Beyaz Saray’daki gerginliğe bir de bu açıdan bakın: Trump-Zelenskiy kavgasının arka planı… ‘Churchill gibi adam’ benzetmesi

TRUMP-ZELENSKIY GERGİNLİĞİNİN ARKA PLANI

ABD Başkanı Donald Trump’la Ukrayna Cumhurbaşkanı Volodimir Zelenskiy ortasında Beyaz Saray’da yaşanan sert münakaşanın, bu vakte kadar ABD diplomasi tarihinde örneğinin görülmediği söyleniyor. Lakin bu münakaşa, Ukrayna idaresiyle ABD idaresi ortasındaki bir tartışmadan çok, Batı kampının kendi içindeki bir çatışmayı gösteriyor. Zelenskiy de Batı’da Trump zıddı kesitlerin simgesi haline geldi.

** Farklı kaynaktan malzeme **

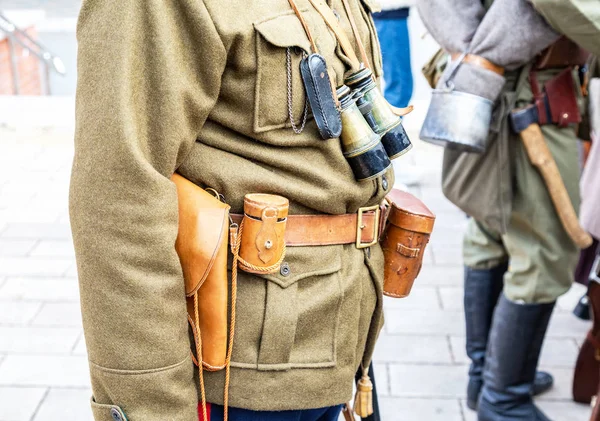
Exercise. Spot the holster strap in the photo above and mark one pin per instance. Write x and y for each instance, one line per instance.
(325, 230)
(480, 62)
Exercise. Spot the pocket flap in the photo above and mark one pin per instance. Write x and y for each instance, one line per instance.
(107, 412)
(203, 226)
(293, 35)
(306, 262)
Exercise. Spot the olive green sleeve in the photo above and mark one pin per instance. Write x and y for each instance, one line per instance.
(577, 19)
(149, 73)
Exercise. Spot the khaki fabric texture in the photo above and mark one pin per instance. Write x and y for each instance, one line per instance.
(199, 87)
(541, 256)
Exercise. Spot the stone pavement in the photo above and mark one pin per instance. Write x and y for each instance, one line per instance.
(420, 360)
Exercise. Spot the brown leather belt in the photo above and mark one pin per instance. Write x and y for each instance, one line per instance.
(361, 228)
(480, 62)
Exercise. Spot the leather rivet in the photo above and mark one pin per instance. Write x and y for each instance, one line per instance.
(285, 269)
(116, 415)
(384, 183)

Trump’la Zelenskiy’nin bağlantıları, en azından geçen sonbahardan beridir, oldukça gergindi. Zelenskiy, 2024’ün Eylül ayında ABD’ye gittiğinde, kasım ayında yapılacak başkanlık seçimlerinin her iki adayı ile de görüşmek istemiş, ancak Trump’la yaptığı görüşme oldukça tatsız geçmişti. Bunun da en önemli iki nedeni vardı: Birincisi Zelenskiy, ABD’ye varır varmaz Amerikan basınında Cumhuriyetçiler’in tavrını eleştirmiş; ikincisiyse Zelenskiy’nin ABD ziyareti, Demokratlarca, iç seçim materyali olarak kullanılmıştı. O nedenle Trump, Zelenskiy’le görüşmekten vazgeçmiş, ortaya kimilerini girmesiyle zar sıkıntı bir görüşme sağlanmış ve bu görüşmede de Trump, Zelenskiy’ye olan soğuk halini gizlememişti.

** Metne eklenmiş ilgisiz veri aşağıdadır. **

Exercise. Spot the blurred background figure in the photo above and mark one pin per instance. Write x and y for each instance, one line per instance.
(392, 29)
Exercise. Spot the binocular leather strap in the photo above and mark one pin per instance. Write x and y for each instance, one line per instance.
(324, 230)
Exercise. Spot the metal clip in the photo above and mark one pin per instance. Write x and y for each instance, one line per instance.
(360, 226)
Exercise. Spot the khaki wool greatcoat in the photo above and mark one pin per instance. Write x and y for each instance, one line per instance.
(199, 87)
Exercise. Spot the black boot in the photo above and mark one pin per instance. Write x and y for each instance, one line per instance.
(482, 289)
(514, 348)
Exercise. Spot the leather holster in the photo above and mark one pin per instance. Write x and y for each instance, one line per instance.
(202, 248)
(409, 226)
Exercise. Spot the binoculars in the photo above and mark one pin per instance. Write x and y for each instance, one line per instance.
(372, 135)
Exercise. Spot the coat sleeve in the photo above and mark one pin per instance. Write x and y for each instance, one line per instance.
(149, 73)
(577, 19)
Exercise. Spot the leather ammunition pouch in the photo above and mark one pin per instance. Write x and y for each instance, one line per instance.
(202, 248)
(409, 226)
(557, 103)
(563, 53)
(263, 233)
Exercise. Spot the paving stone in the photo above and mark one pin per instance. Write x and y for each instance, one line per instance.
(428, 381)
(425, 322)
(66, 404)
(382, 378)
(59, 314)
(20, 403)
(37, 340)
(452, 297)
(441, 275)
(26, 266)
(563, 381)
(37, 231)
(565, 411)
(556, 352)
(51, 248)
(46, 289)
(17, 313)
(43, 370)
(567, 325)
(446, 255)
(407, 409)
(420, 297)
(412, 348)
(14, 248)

UKRAYNA NEDEN ORTADA BIRAKILDI

Trump’ın iktidara gelmesi, Rusya – Ukrayna Savaşı’nın da gidişinde değişikliklerin olacağına işaret ediyordu, çünkü Trump ve Cumhuriyetçiler, Rusya’yla bir biçimde muahedeye varılmasını savunuyordu. Bu mevzuda da Trump, tek başına değildi: Trump, bir yerde, Batı dünyasında, bu savaştan yorulmuş olan geniş kesitleri temsil ediyordu.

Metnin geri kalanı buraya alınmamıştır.